Another great “business model” around a single person creating exciting and positive change is “King Peggy”. It follows the events of Peggelielene Bartels who while working as a secretary at an embassy in D.C., found out she was the new king of her birth village in Ghana. She arrives at a village slipping into poverty with an unethical government. Through years of hard work and smarts she improved the economy, created a new village council, and improved the morale of her new home.

One of my favorite non-fiction books is “Garbageland, On the Secret Trail of Trash”. The author travels the country to see how our trash moves, where it goes, and what it becomes. It’s an eye opening look at all the different solutions we have created towards a more sanitary society. Entrepreneurs succeed when we can see more than one path to success. The trick is to research and see what else is possible.

 

10. What are your most rewarding charitable involvements?

Leah: In 2012, I donated 60 copies of “More Than Just a Girl” to various youth organizations and individuals. Awarding monetary grants to women entrepreneurs from 2009-2012 was equally amazing. It is good for me and my business to help others and see them succeed or grow as the unique individual they are.

 

11. Who has influenced your career the most? 

Leah: My mom and grandmother are my biggest role models. They both were entrepreneurs and somehow supported several children while also enjoying life and having adventures. My grandmother had the support of her husband, while my mother succeeded mostly on her own with some support from family and friends. Growing up with the idea that I should be my own boss has always kept me inspired to follow my own passions. Sitting in a cubicle or jetting off to meetings in the hopes of a promotion is not my idea of a career.

 

12. What is your advice for someone interested in entrepreneurship?

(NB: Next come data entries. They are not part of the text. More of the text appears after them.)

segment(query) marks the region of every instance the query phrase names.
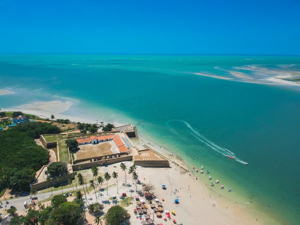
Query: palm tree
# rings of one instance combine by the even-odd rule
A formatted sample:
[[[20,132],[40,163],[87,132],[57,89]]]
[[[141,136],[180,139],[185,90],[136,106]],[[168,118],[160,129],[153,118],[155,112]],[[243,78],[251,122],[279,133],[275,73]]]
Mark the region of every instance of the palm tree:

Leah: Go for it. Read all the books you can on startups and people you admire. This will give you some creative ideas and inspiration. I have a notebook I keep with ideas and inspirational people, services and products. It’s great on slow days when I feel lazy. Your first business may fail and possibly publicly so you need a thick skin. If you don’t have the personality to be your own boss, don’t bother. Keep your job or go to part time hours. You will appreciate that financial cushion in the beginning.